1. Tell us about the film?
This is my first feature. It tells the story of a reunion between a father, Gabriel, and his son Eric, both coming from a very humble background. They haven’t seen each other in a very long time, but for various reasons they have been forced to live together again. This is a film about the meaning of family, and how we belong to it in today’s very socially divided Colombia.
2. How did you cast the young boy in the film?
It was a very long process that took us over seven months, initially working with one casting director but ending up with two, plus six assistants. We auditioned around 2,000 kids – visiting schools, the Colombian Family Welfare Institute and orphanages, especially as the film approaches the subject of abandonment and the feelings around it. But even after this I couldn’t find the kid I was looking for the role of Eric. Casually, one day during the process of auditioning the father (by the way that was also very difficult too!), walking on the streets of Bogotá at around 10pm I saw a kid from a distance. I always carried with me a copy of auditioning script so we approached him and his stepfather, who encouraged him to show us his acting skills. He was very good, we had a laugh, and the day after, the casting director saw him again, giving us the opportunity to get to know him. His life couldn’t be closer to the actual role’s life. He was very sweet and intelligent, the kind of kid you want to adopt and love. Overall though, it wasn’t an easy process.
3. Is there a reason you like to work with non-professional actors?
For me there are two fundamental reasons I like to work with non-professional actors, particularly in Colombia. Firstly, it is almost a political reason. Traditionally the lower classes and certain sectors of the Colombian society are underrepresented in films; farmers or people living in the suburbs etc, are generally played by actors with a middle or upper middle class background, which is not accurate and has never been entirely convincing. And the second reason is related to my personal background, also coming from a wealthy family, allowing non professionals actors to represent their real lives, opens the doors to a more natural approach to portrayal of actual characters. Improvisation also increased my knowledge and understanding of their day-to-day lives making me more sensitive to the reality of my country. Lastly, it is important to mention that in Colombia there is lack of talent at the moment and actors have only been trained for TV.
4. They say never work with children and animals, and you work with both in this film! How did you find it?

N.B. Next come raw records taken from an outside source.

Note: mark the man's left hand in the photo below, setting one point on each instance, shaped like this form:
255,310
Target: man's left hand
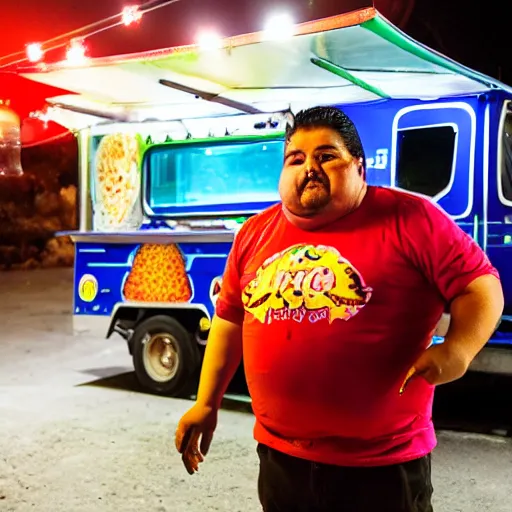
439,364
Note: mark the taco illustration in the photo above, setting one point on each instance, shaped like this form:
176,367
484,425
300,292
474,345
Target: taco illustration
306,277
117,180
158,274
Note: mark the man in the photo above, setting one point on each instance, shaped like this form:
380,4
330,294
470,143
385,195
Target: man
333,297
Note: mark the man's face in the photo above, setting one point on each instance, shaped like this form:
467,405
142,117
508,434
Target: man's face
318,171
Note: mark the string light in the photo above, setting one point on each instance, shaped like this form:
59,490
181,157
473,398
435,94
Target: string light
131,14
76,54
279,27
34,52
128,16
209,41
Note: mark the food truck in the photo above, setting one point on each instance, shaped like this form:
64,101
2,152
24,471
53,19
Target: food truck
180,146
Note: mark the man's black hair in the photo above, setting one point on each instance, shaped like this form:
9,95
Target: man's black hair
334,118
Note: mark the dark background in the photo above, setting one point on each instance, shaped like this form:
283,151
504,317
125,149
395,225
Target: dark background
476,34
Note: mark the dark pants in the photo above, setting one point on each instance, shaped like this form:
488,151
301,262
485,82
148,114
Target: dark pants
288,484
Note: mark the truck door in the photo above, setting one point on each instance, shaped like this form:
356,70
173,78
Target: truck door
433,153
499,226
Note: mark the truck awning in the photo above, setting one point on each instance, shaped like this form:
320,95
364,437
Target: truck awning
351,58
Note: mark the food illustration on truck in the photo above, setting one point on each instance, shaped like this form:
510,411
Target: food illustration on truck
117,182
158,274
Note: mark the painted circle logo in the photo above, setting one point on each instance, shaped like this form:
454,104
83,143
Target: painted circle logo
88,288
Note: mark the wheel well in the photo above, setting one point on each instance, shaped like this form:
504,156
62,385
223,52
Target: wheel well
126,318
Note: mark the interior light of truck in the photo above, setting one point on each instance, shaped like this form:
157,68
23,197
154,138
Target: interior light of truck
210,41
34,52
131,14
279,27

They are right. In some ways that’s correct, but at the same time I feel that they are the only ones that perform really well, because they are not acting! The only issue is that they generally don’t do what we want, but do what they feel is right. I don’t consider having shots where Eric is not doing well, same with Lupe, they just do what they like. I love kids and animals so it was a privilege to work with both in my film, although I have to admit I lost my patience several times!

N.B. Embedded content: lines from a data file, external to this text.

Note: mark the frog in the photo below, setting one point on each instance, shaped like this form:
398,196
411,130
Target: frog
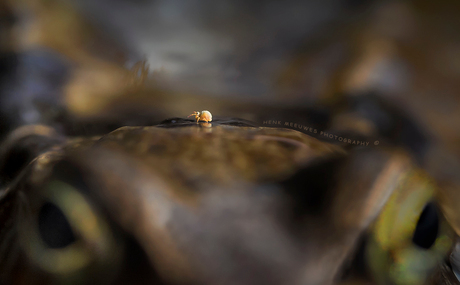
225,202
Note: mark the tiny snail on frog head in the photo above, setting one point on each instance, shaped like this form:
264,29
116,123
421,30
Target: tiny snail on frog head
202,116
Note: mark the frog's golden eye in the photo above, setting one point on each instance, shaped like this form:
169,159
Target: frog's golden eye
410,238
64,236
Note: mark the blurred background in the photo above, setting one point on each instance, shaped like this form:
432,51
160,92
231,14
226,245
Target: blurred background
372,70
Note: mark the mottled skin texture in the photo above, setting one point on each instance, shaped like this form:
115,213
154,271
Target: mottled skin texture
196,203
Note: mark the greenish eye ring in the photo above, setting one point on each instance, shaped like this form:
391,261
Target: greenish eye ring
64,235
410,238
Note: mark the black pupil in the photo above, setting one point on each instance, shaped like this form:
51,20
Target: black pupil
427,227
54,228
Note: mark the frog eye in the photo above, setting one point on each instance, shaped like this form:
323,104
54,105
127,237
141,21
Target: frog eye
410,238
65,236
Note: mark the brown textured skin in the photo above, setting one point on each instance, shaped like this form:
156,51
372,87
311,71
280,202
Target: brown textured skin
215,203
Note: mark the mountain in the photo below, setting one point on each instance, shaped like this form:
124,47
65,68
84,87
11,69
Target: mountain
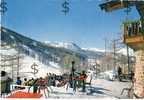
45,55
68,45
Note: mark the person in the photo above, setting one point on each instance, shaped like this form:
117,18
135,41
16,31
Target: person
119,73
25,83
73,82
83,77
18,82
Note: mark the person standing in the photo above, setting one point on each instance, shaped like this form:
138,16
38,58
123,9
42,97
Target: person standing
83,77
119,73
73,77
18,82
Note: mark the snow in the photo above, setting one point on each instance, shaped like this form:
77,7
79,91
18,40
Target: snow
94,49
67,45
42,69
124,51
8,51
27,61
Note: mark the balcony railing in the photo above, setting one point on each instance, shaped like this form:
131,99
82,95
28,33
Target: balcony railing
133,34
132,29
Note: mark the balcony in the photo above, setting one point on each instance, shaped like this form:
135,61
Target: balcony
134,35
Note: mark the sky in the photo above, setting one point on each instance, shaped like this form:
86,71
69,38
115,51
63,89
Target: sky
85,24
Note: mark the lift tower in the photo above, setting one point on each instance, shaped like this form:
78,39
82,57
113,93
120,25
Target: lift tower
133,36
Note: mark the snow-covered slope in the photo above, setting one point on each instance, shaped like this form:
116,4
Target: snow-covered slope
67,45
25,65
94,49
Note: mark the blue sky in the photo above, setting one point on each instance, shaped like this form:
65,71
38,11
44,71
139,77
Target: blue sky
85,24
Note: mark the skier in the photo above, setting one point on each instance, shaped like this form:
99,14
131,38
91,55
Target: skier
72,77
83,77
119,73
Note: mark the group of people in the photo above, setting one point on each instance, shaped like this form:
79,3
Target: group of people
52,79
134,28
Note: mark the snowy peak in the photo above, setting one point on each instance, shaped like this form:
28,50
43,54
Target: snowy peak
93,49
66,45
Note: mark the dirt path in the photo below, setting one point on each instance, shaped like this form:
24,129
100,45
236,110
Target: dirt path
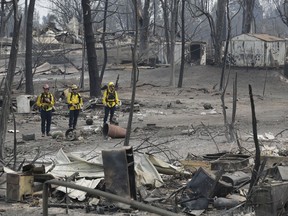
174,111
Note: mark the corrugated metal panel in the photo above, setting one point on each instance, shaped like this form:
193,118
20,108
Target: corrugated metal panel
266,37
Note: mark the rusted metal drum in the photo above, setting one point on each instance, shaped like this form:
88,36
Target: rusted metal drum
71,134
114,131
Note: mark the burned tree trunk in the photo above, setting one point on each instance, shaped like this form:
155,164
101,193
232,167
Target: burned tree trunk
28,54
9,79
94,79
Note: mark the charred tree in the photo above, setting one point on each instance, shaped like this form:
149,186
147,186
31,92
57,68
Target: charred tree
134,72
180,81
103,41
28,54
4,116
94,79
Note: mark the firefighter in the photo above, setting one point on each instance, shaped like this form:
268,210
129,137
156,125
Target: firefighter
75,104
45,102
110,101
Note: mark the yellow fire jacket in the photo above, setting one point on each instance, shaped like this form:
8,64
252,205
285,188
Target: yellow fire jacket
110,98
74,101
45,101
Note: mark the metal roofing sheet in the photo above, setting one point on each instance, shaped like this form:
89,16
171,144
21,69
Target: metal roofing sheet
266,37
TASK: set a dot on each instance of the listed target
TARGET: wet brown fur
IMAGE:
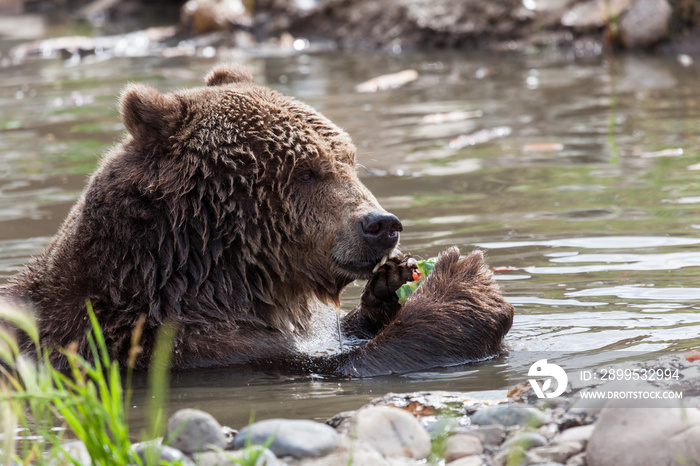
(228, 209)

5. What feedback have you had from people who have seen the film on how it depicts Colombia?
To be honest it has been received very well everywhere. In France, Colombia and other countries, people actually cried during the screening. I have had many emotional moments during Q&As, even from people who are not necessarily Colombians. People have felt very touched by the subject. The film is very personal and it is a real story and autobiographical. I feel many people identified that and thanked me for opening that window for them. Regarding of how it depicts Colombia, people are generally very grateful that I am showing a different face of our country beyond the usual clichés of drug trafficking, prostitution and violence. I do respect Victor Gaviria’s (Colombian filmmaker) work because he has been researching for years and is genuinely interested in these subjects. However there are other directors who only approach these subjects because of its commercial appeal. There is so much to explore in Colombia.

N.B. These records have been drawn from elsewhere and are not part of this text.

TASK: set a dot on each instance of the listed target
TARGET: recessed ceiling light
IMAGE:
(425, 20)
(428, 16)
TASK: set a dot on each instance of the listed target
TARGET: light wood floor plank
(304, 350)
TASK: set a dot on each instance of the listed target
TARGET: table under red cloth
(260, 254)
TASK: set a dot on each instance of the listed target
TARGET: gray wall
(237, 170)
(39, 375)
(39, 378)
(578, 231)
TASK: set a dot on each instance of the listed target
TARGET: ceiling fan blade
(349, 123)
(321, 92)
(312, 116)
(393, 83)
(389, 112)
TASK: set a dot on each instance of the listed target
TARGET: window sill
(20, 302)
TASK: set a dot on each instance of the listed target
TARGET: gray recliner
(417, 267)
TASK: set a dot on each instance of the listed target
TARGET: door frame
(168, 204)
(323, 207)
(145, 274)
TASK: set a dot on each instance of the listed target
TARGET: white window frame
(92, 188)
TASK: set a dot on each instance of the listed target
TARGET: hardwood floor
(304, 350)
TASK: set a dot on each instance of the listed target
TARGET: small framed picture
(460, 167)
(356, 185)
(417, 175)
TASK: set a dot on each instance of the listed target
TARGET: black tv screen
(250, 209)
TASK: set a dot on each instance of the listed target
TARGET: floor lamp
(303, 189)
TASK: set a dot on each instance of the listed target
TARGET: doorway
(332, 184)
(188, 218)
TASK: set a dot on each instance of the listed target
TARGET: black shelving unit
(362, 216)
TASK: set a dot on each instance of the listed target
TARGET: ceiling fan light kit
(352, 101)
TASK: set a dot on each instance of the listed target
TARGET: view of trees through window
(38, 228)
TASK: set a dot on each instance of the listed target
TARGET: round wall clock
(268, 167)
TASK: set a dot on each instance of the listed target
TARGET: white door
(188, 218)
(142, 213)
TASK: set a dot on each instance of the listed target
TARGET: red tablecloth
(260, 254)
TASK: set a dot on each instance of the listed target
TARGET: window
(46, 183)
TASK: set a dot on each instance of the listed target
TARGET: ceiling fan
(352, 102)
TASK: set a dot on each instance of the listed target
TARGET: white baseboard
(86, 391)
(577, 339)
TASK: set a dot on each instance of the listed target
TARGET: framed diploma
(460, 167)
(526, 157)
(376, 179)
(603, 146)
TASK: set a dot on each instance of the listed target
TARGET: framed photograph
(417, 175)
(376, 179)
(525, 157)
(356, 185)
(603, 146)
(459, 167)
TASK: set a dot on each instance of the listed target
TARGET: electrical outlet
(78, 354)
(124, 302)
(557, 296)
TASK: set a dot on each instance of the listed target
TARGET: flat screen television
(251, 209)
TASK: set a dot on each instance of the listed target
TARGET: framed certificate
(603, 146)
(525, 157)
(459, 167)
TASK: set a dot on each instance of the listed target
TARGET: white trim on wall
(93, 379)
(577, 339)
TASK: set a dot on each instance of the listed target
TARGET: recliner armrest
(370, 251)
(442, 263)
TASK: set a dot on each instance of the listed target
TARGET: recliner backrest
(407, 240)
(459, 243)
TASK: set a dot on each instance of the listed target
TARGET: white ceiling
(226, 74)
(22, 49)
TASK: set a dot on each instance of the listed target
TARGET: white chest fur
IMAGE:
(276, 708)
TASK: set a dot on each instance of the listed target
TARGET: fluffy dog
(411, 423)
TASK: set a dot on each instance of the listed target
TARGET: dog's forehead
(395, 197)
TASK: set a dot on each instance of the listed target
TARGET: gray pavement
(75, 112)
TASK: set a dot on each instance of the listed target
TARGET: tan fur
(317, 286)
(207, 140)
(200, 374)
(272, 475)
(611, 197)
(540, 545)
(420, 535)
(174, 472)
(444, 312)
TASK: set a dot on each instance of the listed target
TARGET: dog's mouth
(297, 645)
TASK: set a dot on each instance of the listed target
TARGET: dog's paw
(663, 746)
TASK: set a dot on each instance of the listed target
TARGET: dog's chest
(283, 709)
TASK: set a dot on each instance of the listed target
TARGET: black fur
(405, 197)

6. Do you take into account international audiences when you make a film?
Yes and no. I tend to think of myself as a spectator and I feel that’s the best way to create a work. I make films that I would like to watch. There is a phrase: “if you want to talk about the world, talk about your people”. It might not make much sense in English but it is about how your message can reach audiences regardless of geographical and cultural differences.
7. You speak Spanish, French and English. Would you ever make a film that wasn’t in Spanish?
Yes, initially I considered France where I have made several shorts, or perhaps an English speaking country. Also, it would be good to work with professional actors and explore options in countries like the UK or France, but for now my priority is to work in Colombia with its innumerable stories, history and experiences in our native language, Spanish.
8. What’s your next project?
I have two projects in mind, but I do prefer to reveal more details once there is more certainty about them. My mother has played a key role in my life and for a long time I have wanted to work with her. There is another project that will explore the other side of the very complex and intrinsic social class system in Colombia, this time talking about the life of a rich teenager.